Author(s): Wang S, Liu Y, Tan JW, Hu T, Zhang HF, Sorenson CM, Smith JA, Sheibani N. Tunicamycin-induced photoreceptor atrophy precedes degeneration of retinal capillaries with minimal effects on retinal ganglion and pigment epithelium cells. Exp Eye Res. 2019 Oct;187:107756. doi: 10.1016/j.exer.2019.107756. Epub 2019 Aug 14. PMID 31421136
Journal: Experimental Eye Research, Volume 187, Oct 2019
Endoplasmic reticulum (ER) stress is recognized as a contributing factor to various ocular neurovascular pathologies including retinitis pigmentosa, glaucoma, and diabetic retinopathy (DR). ER stress in particular is implicated in the development of DR, which is significantly influenced by inflammation driven retinal vascular degeneration and dysfunction.
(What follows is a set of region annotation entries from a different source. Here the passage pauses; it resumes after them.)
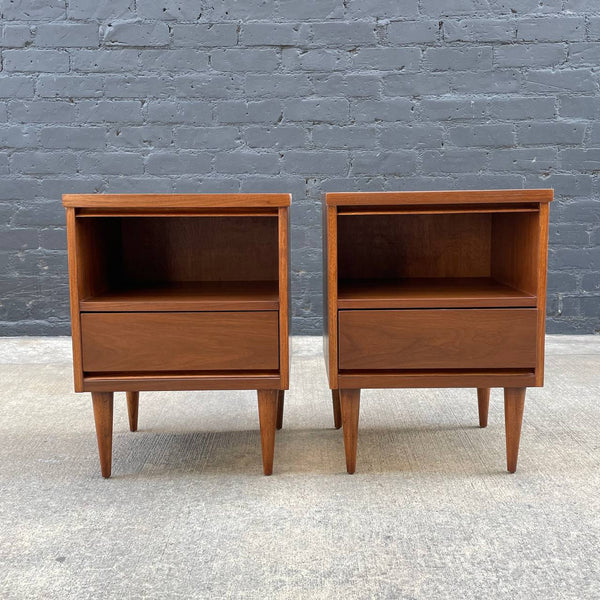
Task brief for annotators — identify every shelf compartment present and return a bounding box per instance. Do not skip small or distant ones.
[79,281,279,312]
[338,277,537,309]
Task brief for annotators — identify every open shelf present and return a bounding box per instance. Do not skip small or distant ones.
[338,277,536,309]
[79,281,279,312]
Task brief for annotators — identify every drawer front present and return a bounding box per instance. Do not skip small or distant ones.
[339,308,537,371]
[81,311,279,372]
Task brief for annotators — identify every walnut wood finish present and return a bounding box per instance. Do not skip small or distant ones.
[323,190,553,470]
[92,392,113,478]
[477,388,490,427]
[340,390,360,474]
[125,392,140,431]
[63,194,290,477]
[504,388,526,473]
[81,311,279,373]
[258,390,279,475]
[331,390,342,429]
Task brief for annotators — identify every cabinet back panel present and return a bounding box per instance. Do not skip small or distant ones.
[338,213,492,279]
[121,217,278,282]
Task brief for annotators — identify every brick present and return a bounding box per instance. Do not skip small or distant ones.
[71,48,140,73]
[67,0,134,21]
[0,23,33,48]
[0,75,35,98]
[494,44,567,67]
[282,48,350,72]
[244,125,307,150]
[77,100,142,123]
[35,22,100,48]
[310,73,381,98]
[352,48,421,71]
[0,125,38,149]
[422,150,487,173]
[383,73,450,96]
[421,98,487,121]
[490,148,558,173]
[1,0,66,21]
[215,150,279,174]
[283,98,349,123]
[279,0,344,21]
[210,48,279,73]
[560,148,600,171]
[101,20,170,46]
[172,24,238,48]
[350,150,417,175]
[135,0,203,21]
[517,123,585,146]
[40,127,106,150]
[380,125,444,150]
[145,151,212,175]
[424,46,492,71]
[243,23,310,46]
[147,101,212,125]
[140,48,208,73]
[443,19,517,42]
[311,22,377,48]
[348,0,419,19]
[283,150,348,175]
[350,98,414,123]
[174,127,239,150]
[174,73,243,100]
[387,21,440,45]
[215,100,283,123]
[2,48,69,73]
[312,125,377,150]
[36,75,104,98]
[489,96,556,121]
[10,152,77,175]
[9,100,77,123]
[448,124,515,148]
[108,125,172,150]
[517,16,585,42]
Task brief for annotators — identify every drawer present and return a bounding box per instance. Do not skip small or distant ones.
[339,308,537,371]
[81,311,279,372]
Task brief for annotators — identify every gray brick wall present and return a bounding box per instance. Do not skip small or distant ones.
[0,0,600,335]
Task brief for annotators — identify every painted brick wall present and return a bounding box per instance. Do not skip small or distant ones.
[0,0,600,335]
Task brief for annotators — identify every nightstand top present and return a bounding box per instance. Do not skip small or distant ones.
[325,189,554,206]
[63,194,292,209]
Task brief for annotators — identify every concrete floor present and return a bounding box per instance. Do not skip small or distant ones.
[0,336,600,600]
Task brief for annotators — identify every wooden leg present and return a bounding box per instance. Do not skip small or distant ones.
[340,390,360,474]
[477,388,490,427]
[331,390,342,429]
[277,390,285,429]
[126,392,140,431]
[504,388,526,473]
[92,392,113,477]
[258,390,279,475]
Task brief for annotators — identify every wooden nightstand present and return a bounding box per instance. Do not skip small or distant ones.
[63,194,290,477]
[323,190,553,473]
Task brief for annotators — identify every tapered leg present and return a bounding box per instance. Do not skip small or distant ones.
[477,388,490,427]
[126,392,140,431]
[277,390,285,429]
[504,388,526,473]
[92,392,113,477]
[258,390,279,475]
[331,390,342,429]
[340,390,360,474]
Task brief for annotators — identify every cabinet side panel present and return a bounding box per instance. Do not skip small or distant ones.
[279,208,290,390]
[66,208,83,392]
[535,204,550,386]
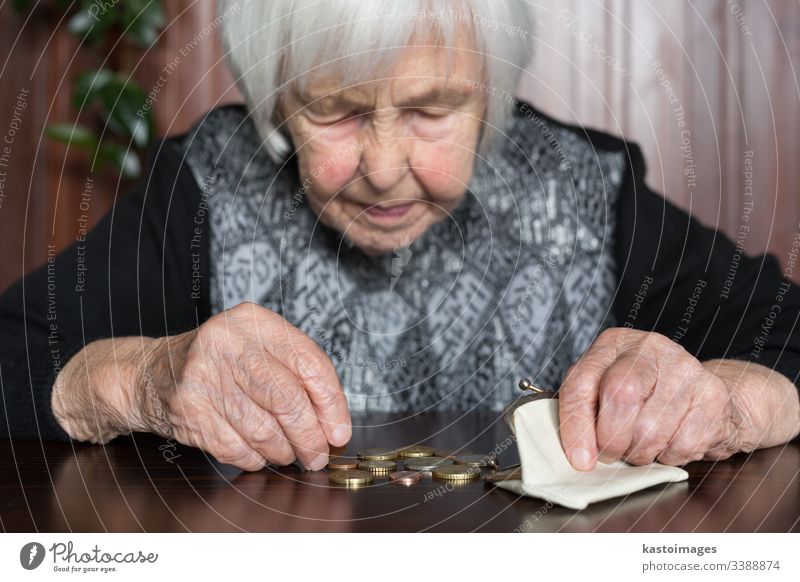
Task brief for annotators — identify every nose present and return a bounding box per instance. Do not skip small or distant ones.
[360,136,411,192]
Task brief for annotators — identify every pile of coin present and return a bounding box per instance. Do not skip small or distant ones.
[328,445,496,487]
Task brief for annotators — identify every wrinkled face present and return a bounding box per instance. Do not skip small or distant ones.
[280,42,486,255]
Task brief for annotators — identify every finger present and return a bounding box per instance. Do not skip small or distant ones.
[622,366,694,465]
[193,412,266,471]
[559,344,616,471]
[658,378,728,465]
[269,323,352,447]
[248,358,329,471]
[596,353,657,463]
[224,387,296,466]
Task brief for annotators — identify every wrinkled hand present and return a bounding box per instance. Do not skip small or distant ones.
[138,303,351,470]
[559,328,800,470]
[57,303,351,470]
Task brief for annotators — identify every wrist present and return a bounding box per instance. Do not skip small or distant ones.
[703,360,800,452]
[130,330,197,438]
[51,337,154,443]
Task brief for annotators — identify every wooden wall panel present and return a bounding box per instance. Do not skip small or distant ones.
[0,0,800,289]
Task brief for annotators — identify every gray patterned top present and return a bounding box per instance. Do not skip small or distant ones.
[182,108,625,412]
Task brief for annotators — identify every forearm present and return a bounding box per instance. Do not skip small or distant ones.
[703,359,800,452]
[51,337,157,443]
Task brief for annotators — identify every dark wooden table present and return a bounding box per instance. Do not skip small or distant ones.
[0,414,800,532]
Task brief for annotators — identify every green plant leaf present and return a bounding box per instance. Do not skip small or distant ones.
[45,123,100,150]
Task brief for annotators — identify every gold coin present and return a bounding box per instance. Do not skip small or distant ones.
[389,471,420,485]
[453,454,497,467]
[403,457,453,471]
[400,445,436,458]
[358,461,397,473]
[433,465,481,481]
[328,469,374,487]
[358,447,397,461]
[328,457,358,471]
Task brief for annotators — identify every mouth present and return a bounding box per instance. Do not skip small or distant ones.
[364,202,414,220]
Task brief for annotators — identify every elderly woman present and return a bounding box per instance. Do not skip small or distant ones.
[0,0,800,470]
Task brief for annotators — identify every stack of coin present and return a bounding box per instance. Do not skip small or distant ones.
[328,457,358,471]
[389,471,420,486]
[358,447,398,461]
[400,445,436,459]
[453,454,497,469]
[435,449,475,459]
[403,457,453,472]
[433,465,481,481]
[358,460,397,475]
[328,469,374,487]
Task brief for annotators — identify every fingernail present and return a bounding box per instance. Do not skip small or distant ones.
[308,453,328,471]
[331,426,350,446]
[572,448,592,471]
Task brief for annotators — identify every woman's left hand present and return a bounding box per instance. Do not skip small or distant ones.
[559,328,800,470]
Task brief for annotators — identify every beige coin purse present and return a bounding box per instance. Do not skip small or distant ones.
[491,380,689,509]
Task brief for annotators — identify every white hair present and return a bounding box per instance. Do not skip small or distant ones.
[218,0,532,161]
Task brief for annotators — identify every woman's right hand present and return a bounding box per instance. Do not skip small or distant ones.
[52,303,351,471]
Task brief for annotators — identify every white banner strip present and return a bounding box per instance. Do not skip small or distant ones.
[0,533,800,582]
Ultimately, loss of vision occurs if left untreated. However, the identity of the target cells and their temporal involvement in diabetes-mediated dysfunction need further investigation. Early diabetes-induced stress in photoreceptor cells is proposed as the driver of inflammatory mediated neurovascular changes during diabetes. Although tunicamycin induced ER stress results in photoreceptor loss, its consequences for retinal vascular degeneration and retinal ganglion (RGC) and pigment epithelium (RPE) cell loss remains unclear. Here we show intravitreal delivery of tunicamycin primarily induced ER stress in photoreceptor cells resulting in their loss by apoptosis. This was concomitant with induced expression of the unfolded protein response marker CHOP in these cells. We also demonstrated significant degeneration of retinal capillaries following the loss of photoreceptor cells with minimal impact on loss of RGC and RPE cells. However, activation of retinal microglial and Muller cells were noticeable. Thus, our data support the notion that ER stress mediated dysfunction and/or loss of photoreceptor cells in response to inflammation and oxidative stress could precede retinal vascular and neuronal dysfunction and degeneration.